I am trying to run PCA on some bioclimatic variables in R, specifically, current and future projections of bioclimatic variables from worldclim.org.
The problem lies in that prcomp can only work with one rasterstack. I wanted for prcomp to work on two rasterstacks at the same time. Rasterstacks, which have the exact same set of variables (names and extent), but different cell values.
I do have a roundabout method to solve this, which is to shift the extent of the the future raster layers and merge them with the current ones into one extensive set of rasterlayer. But this gives me a lot of projection issues with other data that I wish to use alongside this.

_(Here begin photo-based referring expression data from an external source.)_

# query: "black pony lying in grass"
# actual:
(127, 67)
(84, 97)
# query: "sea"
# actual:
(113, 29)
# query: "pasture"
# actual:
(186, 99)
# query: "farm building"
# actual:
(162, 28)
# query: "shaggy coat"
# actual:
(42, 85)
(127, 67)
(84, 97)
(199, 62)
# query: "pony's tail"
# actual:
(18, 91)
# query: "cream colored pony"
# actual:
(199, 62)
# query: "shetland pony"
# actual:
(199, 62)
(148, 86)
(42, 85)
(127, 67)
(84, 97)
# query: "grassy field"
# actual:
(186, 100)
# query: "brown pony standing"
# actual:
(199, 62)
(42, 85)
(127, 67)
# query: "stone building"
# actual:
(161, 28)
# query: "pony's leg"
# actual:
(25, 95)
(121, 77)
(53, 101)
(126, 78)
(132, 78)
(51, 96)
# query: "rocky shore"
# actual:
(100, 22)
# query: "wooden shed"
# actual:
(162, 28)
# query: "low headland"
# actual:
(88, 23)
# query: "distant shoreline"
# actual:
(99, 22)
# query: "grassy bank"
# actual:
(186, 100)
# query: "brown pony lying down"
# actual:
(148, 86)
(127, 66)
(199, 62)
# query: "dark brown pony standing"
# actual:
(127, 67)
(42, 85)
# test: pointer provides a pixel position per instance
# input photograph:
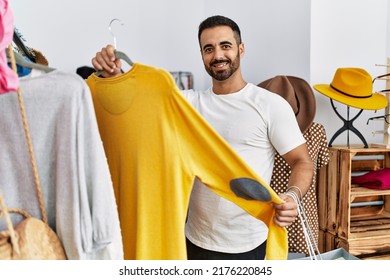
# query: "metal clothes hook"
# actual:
(110, 29)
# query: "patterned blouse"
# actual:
(316, 142)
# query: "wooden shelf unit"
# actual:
(354, 217)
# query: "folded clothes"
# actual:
(378, 179)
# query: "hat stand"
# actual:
(348, 126)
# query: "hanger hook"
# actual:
(110, 29)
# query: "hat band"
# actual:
(349, 94)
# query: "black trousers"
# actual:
(197, 253)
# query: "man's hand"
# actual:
(106, 60)
(287, 212)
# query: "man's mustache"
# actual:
(219, 61)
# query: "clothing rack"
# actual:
(386, 136)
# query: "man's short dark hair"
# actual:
(214, 21)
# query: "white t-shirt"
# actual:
(255, 122)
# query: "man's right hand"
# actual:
(106, 60)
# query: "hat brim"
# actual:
(375, 102)
(305, 95)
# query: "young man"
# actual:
(256, 123)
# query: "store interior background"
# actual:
(303, 38)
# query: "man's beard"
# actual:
(221, 75)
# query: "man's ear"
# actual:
(241, 49)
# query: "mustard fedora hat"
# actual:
(353, 87)
(298, 94)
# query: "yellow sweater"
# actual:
(156, 143)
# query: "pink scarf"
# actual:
(8, 78)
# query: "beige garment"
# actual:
(319, 152)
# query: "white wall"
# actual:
(309, 39)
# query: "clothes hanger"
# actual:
(118, 54)
(21, 61)
(18, 40)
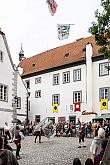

I understand this is not entirely clear, but basically: PCA two rasterstacks with the same variables, with the same coordinates, without having to shift extent.
Thank you!
Edits: I could not figure out how to get the data or create example data, thus did not initially including example code. Will try to be clearer here.
filesC # location of bioclimate files for current
[1] "bio01.asc" "bio02.asc" "bio03.asc" "bio04.asc" "bio05.asc"
filesF # location of bioclimate files for the future
[1] "bio01.asc" "bio02.asc" "bio03.asc" "bio04.asc" "bio05.asc"
# note they have the exact same variables.
rasC <- stack(filesC)
rasF <- stack(filesF)
rasC@extent
#class : Extent
#xmin : 116.95
#xmax : 126.6
#ymin : 4.65
#ymax : 21.11667
rasF@extent
#class : Extent
#xmin : 116.95
#xmax : 126.6
#ymin : 4.65
#ymax : 21.11667
# and exact same extent
So currently I am doing this.
pcaC <- prcomp(rasC, scale = T)
FutPCs <- predict(rasF, pcaC)
# creating PCs of rasF based on the pca from rasC
However, I would like to apply the PCA on both rasterstacks simultaneously. Building a "PCA formula" based on the variables from both current and future bioclimatic variables. like so...
pca <- prcomp(rasC, rasF, scale = T)
CurPCs <- predict(rasC, pca)
FutPCs <- predict(rasF, pca)
Hope this is clearer!
To people who come across this post with similar issues. I have found a simple answer to this problem.
prcomp
Does not work directly on the rasters themselves, but rather with a matrix of (usually random) points from the raster. To merge the analysis of PCA for the two rasterstacks, I merely included equal portions of points from each raster stack and binded them together.
rasC <- stack(rasC)
rasF <- stack(rasF)
srC <- sampleRandom(rasC, 10000)
srF <- sampleRandom(rasF, 10000)
srCF <- rbind(srC,srF)
pcaCF <- prcomp(srCF,scale=T)
From there, I can predict the new PCs based on the combined pca of the two datasets. Did not realise there was such a step to take, but at least I think it is solved!